Open nishkalavallabhi opened 6 months ago

nishkalavallabhi commented 6 months ago

changing from roberta-base to bert-base is throwing me a forward function error, I was wondering if you test with a different base model and what is so specific to roberta in your model.

elronbandel commented 6 months ago

Thanks for noting. I'll try it myself and see. It might fail because different models have different names for the hidden states or the classification head. At one point we did run it with different models like Bert but ever since the code has changed a lot. So I will check that.

ShwetaliShimangaud commented 6 months ago

The issue is with the Tokenizer that is used. Tokenizers for Roberta or the sentence transformer(used in example code), provide "input_ids" and "attention_mask" for the text. but the Bert model has "token_type_ids" as well along with "input_ids" and "attention_mask". "token_type_ids" shows the position of the sequence in the query i.e. token_type_ids are 0s for the first sentence and 1 for the second sentence and so on.

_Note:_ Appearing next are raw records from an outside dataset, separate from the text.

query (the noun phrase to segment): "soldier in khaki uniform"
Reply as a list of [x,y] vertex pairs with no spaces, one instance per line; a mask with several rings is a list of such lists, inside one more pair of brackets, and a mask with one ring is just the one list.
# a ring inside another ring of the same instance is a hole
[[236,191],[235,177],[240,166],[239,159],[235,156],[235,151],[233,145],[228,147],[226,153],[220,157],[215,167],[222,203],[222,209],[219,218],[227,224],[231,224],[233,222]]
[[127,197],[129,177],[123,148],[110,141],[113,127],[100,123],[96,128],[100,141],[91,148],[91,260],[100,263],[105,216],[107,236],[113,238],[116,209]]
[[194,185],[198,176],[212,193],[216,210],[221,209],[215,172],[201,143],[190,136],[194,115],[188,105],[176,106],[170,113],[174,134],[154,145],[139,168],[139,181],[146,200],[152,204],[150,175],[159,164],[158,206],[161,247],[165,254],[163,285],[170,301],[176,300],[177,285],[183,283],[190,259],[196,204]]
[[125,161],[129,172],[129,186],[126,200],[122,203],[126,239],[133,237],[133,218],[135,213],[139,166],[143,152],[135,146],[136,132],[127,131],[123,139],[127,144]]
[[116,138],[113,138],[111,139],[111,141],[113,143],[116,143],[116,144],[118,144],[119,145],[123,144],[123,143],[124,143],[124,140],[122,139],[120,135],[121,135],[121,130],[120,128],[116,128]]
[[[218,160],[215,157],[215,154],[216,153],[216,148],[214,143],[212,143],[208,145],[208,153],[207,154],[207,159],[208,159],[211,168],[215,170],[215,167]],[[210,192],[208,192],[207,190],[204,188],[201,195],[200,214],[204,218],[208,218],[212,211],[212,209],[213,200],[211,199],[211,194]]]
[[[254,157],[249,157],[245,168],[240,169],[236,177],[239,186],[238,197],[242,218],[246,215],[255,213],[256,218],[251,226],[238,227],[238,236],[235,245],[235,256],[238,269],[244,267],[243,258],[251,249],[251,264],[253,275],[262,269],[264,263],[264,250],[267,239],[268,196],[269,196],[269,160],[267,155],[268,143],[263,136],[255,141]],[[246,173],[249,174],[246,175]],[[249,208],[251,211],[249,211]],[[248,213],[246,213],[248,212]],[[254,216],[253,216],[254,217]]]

For classification task, the token_type_ids will not be useful because the input sequence is not paired(only zeros essentially not required there) unlike question-answering system. so "token_type_ids" can simply be avoided with following change:

model = FastFit.from_pretrained("fastfit-bert-base-uncased")
tokenizer = AutoTokenizer.from_pretrained("google-bert/bert-base-uncased")
classifier = pipeline("text-classification", model=model, tokenizer=tokenizer,return_all_scores=False)

#Instead of following 
pred = classifier(text)

# Do this
preprocessed_ip = classifier.preprocess(text)
model_op = classifier.forward({'input_ids': preprocessed_ip['input_ids'],'attention_mask': preprocessed_ip['attention_mask']})
pred = classifier.postprocess(model_op, top_k = 2)